Nathan skates past and shoulders me lightly. “Clearly,” he deadpans. “That’s why you’ve been a miserable bastard all week.”
I swallow hard, guilt coiling tight in my stomach. Jesus. Can’t even look at the guy without feeling like I’m about to crack. Every time I do, it hits me just how much I fucked up.
Because he has no idea.
No idea that while he was out drinking with the team that night, I had his sister on my lap, her hands tangled in my jersey, and her body shuddering under my hands.
No idea that I kissed her.
No idea that I still fucking want her.
And now? I’m avoiding her like the plague, like somehow, I can erase that night and just pretend it didn’t happen.
I shake off the thought and push harder, my legs burning as I tear down the ice, trying to outskate my own brain. Focus. Block it out.
But it’s impossible.
Because I feel it. Clear as fucking day.
I don’t even have to look up to know she’s there, standing at the edge of the rink, clipboard in hand.
I can’t look. I won’t. Even though every instinct is screaming at me to turn my head, to acknowledge her.
Instead, I lock in on the puck. On the guys. On literally anything but her.
Doesn’t matter. Her voice still cuts through the noise of the rink, sharp and clear.
“You’re hesitating in transitions.” Cool. Professional. Like nothing happened between us. “It’s throwing off the plays. You’re also pulling back on faceoffs instead of attacking.”
My jaw ticks, grip tightening on my stick until my knuckles go white.
Coach’s voice yanks me out of my own head. “Ryan, is your shoulder still bothering you?”
I don’t flinch.

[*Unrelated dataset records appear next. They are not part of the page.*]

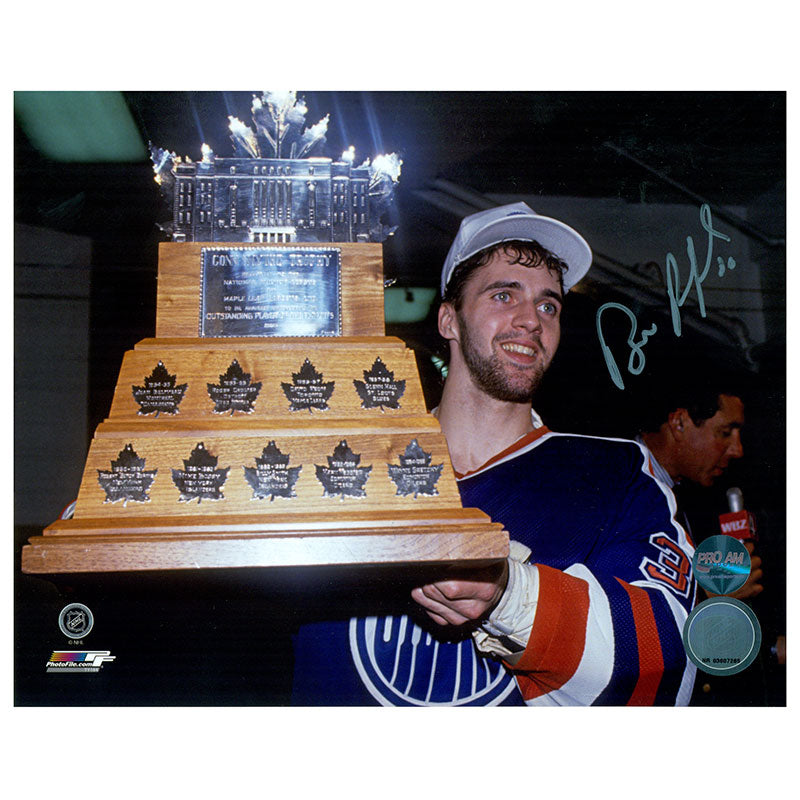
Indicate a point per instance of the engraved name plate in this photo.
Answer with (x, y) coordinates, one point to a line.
(200, 479)
(415, 475)
(379, 389)
(270, 291)
(308, 390)
(160, 393)
(127, 479)
(272, 476)
(234, 392)
(343, 476)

Don’t blink. Don’t give him an inch. I’m so fucking tired of this conversation. “No.”
Coach’s stare is a full-body check. “Don’t lie to me.”
I exhale hard through my nose, my whole body coiled with frustration. “I’m fine.”
There’s a beat of silence, then Isabella’s voice cuts through again.
“You’re compensating,” she says.
I feel her eyes on me, even though I refuse to meet them.
“You’re holding back in contact drills,” she says, voice calm but laced with something else. Concern, maybe? “Because it hurts.”
My fingers flex around my stick.
I hate that she noticed. That she sees right through my bullshit. That she knows me well enough to know when I’m lying.
“I’ll deal with it,” I mutter, my voice rough, the words scraping their way out of my throat through clenched teeth.
“You don’t have to,” she says, softer.
And like an idiot, I look at her.
One split second. That’s all it takes.